Monday, September 24, 2012
utm, no escape and irregular expressions
If you're doing work online and hang around marketing people enough, at some point "utm" might enter your world. Your landing pages will get hit with URL parameters like
Beautiful, huh? ("UTM" stands for "Urchin Traffic Monitor", as Urchin was an early Google purchase and is at the core of their marketing tools.)
We were trying to use the utm_term variable, grabbing the keywords that triggered our ad (that the user then clicked) to appear on a web search.

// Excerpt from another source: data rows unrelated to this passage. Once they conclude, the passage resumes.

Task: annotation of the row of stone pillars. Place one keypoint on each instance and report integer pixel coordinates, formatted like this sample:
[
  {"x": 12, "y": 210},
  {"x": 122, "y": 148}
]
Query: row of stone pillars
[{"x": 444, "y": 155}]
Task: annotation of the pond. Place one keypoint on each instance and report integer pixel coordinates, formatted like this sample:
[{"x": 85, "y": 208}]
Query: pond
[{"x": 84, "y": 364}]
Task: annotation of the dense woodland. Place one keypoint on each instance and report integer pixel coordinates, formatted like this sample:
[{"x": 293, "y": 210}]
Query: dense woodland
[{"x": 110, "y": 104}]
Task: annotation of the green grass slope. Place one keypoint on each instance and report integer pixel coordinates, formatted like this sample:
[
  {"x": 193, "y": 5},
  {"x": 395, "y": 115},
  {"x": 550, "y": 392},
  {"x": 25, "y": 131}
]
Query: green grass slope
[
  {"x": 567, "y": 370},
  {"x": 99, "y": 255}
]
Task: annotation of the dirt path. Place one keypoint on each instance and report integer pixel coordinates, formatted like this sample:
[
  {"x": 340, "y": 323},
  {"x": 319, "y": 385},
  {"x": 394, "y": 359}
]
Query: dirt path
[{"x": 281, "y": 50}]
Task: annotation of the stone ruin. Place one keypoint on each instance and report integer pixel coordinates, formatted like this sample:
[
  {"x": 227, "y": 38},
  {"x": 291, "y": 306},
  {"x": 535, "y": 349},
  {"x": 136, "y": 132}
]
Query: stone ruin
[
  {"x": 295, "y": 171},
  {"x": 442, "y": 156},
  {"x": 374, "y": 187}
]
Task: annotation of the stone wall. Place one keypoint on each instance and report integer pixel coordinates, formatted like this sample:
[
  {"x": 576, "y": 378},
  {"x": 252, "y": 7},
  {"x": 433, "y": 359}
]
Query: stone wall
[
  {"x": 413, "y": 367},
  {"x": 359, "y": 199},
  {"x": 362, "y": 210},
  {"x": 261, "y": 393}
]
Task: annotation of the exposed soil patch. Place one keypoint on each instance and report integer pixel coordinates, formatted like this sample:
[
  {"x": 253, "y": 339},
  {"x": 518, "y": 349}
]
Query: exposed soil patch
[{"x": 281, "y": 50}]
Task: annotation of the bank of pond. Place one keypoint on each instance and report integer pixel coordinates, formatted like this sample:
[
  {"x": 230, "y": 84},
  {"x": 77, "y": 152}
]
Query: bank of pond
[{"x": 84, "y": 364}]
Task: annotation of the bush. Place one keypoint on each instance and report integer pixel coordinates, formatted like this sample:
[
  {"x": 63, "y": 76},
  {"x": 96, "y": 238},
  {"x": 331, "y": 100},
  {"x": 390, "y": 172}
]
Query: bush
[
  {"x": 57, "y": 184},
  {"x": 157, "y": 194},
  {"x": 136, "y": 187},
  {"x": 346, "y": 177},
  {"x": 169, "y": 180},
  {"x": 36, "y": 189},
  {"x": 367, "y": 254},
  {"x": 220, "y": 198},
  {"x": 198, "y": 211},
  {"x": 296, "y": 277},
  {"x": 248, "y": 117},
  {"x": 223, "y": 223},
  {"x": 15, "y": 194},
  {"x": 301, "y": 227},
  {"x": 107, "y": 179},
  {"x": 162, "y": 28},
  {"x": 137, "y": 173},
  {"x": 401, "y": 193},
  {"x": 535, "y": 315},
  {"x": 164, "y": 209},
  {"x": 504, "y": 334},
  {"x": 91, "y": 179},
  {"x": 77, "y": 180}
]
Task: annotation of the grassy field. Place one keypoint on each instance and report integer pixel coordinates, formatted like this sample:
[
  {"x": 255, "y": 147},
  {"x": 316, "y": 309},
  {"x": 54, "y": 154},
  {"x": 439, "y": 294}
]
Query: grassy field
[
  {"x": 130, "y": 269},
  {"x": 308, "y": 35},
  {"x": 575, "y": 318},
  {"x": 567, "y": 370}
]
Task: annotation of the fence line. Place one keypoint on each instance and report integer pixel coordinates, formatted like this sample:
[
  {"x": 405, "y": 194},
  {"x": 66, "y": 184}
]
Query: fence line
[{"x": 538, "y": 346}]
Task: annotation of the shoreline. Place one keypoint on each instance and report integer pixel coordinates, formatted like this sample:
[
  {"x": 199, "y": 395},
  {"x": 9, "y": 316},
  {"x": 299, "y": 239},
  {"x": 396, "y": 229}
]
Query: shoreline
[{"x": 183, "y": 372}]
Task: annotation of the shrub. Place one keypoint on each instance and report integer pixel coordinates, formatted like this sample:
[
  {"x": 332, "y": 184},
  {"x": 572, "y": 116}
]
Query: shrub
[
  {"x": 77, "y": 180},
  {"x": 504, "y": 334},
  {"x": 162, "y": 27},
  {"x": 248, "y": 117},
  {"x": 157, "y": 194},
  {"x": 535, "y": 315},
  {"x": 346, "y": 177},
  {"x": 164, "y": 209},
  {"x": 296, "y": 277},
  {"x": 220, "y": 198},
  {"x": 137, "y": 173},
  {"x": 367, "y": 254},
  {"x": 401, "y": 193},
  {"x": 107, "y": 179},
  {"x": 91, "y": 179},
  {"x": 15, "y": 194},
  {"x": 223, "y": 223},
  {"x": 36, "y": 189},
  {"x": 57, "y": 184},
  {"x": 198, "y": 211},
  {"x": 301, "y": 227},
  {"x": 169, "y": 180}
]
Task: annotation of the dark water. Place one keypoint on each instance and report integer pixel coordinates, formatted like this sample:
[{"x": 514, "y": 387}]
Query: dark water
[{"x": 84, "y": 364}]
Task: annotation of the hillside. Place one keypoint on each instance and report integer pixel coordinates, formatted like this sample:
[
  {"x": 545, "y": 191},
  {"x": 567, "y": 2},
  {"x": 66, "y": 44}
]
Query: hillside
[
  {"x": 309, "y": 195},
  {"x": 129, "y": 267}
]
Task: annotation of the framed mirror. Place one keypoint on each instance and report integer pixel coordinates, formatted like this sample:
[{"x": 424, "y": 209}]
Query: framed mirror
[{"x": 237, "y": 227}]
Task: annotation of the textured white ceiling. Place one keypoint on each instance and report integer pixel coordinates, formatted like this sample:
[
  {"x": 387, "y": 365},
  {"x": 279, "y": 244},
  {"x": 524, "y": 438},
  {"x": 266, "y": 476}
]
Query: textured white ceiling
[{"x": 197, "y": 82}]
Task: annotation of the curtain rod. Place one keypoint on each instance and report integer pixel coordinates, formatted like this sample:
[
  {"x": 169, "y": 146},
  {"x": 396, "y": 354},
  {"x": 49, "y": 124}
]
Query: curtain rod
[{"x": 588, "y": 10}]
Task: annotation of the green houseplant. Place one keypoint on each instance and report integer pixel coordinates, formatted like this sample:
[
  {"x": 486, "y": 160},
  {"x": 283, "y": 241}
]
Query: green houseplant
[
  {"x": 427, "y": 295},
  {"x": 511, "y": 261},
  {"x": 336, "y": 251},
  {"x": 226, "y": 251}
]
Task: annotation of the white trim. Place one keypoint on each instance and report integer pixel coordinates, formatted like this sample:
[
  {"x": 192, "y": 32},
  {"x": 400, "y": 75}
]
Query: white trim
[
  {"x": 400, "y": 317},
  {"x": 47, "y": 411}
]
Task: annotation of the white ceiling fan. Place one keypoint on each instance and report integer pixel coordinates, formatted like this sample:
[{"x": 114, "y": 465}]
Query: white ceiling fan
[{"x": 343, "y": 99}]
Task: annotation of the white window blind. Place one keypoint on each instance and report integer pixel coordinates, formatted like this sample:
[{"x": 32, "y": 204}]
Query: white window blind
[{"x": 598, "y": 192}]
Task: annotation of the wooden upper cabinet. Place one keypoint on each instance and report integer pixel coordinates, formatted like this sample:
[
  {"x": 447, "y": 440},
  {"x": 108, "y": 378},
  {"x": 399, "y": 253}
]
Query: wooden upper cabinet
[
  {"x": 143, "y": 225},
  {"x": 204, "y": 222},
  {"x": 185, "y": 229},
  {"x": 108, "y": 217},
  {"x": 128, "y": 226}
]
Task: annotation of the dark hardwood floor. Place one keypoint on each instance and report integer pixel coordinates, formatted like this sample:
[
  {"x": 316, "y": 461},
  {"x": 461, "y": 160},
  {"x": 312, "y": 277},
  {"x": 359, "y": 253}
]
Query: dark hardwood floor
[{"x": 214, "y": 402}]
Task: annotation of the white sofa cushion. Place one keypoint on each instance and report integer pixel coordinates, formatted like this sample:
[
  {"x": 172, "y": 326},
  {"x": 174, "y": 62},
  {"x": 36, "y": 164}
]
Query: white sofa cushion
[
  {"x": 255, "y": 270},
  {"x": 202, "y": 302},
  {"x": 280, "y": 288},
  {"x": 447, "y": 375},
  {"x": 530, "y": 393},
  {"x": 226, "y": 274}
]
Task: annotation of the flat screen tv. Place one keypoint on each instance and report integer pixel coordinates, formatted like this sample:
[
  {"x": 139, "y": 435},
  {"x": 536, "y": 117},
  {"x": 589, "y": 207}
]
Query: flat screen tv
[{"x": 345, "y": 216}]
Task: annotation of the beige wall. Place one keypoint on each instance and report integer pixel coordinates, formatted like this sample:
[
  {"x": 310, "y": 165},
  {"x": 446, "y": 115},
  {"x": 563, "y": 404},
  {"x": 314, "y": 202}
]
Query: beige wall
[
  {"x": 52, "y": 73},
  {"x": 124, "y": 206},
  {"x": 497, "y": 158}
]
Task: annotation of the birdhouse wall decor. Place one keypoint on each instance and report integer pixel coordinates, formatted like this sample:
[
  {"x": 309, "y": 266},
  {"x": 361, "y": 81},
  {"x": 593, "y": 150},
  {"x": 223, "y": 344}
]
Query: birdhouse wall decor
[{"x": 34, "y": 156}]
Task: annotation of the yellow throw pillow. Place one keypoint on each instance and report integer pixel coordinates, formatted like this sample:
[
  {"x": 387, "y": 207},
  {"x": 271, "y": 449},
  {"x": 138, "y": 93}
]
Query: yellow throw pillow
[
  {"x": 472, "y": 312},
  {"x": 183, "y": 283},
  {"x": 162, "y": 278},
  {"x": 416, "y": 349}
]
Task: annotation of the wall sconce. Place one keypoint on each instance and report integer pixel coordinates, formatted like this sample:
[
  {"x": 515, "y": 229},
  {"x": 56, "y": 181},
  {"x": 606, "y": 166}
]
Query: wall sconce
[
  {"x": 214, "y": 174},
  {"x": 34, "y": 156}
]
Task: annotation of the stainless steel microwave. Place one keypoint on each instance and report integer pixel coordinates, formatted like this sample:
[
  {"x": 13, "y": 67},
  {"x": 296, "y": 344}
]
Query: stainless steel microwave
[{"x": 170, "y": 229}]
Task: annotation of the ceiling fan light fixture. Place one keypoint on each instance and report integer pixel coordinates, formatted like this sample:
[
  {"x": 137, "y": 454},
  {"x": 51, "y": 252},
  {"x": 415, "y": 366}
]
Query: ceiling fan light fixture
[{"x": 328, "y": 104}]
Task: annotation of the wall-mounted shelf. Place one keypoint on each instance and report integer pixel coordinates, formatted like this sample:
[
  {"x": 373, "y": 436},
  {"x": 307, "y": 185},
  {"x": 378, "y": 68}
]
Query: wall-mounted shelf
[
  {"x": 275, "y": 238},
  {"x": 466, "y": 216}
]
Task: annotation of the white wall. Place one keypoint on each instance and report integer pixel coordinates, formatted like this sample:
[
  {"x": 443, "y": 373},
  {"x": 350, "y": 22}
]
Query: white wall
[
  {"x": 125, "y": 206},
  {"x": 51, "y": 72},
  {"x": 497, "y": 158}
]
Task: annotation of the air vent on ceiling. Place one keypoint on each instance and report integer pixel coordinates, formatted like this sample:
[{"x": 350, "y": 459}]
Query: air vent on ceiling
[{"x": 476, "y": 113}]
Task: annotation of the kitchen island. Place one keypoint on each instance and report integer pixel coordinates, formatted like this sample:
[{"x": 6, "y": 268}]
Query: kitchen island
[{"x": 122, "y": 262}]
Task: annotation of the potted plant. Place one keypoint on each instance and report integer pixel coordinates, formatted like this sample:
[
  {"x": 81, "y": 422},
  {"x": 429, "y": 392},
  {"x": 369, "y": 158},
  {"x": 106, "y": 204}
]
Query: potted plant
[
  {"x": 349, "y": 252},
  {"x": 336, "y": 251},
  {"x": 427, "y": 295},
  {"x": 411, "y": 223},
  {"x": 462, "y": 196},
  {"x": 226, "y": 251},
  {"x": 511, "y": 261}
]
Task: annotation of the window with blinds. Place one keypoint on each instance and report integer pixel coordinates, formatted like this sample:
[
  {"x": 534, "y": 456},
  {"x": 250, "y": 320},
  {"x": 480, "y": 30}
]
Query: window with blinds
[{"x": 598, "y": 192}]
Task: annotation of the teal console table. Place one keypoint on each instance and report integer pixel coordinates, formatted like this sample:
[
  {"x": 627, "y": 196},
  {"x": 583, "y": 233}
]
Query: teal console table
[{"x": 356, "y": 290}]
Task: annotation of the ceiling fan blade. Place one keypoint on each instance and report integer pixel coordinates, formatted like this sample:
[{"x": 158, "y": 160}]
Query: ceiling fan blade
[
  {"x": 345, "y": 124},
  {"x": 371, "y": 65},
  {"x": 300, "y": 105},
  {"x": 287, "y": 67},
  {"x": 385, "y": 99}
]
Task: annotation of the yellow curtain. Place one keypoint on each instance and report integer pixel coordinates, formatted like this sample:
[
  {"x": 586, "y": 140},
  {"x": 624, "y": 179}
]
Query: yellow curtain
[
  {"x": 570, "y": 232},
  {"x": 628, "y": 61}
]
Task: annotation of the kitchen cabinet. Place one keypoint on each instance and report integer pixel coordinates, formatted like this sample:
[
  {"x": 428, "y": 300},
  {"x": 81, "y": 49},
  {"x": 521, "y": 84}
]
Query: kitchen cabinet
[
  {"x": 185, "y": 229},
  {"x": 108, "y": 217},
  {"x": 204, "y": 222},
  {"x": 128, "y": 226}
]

We wanted to parse the keywords to plug into our own local search engine.
I was aware aware of the %2B encoding... that's the hex code for a plus, and a plus is used to represent a space character, since URLs aren't supposed to have spaces. The double encoding (space to plus to hex) seemed a bit of overkill, but whatever...
But it wasn't enough! Searches were failing and it wasn't clear why... using our log browsing tool "Splunk" (what a name!) I grabbed log data to get the actual URLs, and found they our primitive "replace %2B with space" routine wasn't cutting it, because of beauties like "%252B" and even "%25252b" showing up. %25 is the code for the percent sign itself. So these guys weren't just doing double encoding, but triple and quadruple encoding! Yeesh. (Meme: "Yo Dawg, we heard you like encoding, so we encoded your encoding so you can escape while you escape!")
return val.replace(/\%(25)*2b/gi," ");
So the pattern was a literal percent sign, 0 or more "25"s, then ending with a literal "2b", and I wanted to replace all of those with space, and do it in a case insensitive way. (Sometimes being an old Perl geek has its advantages.)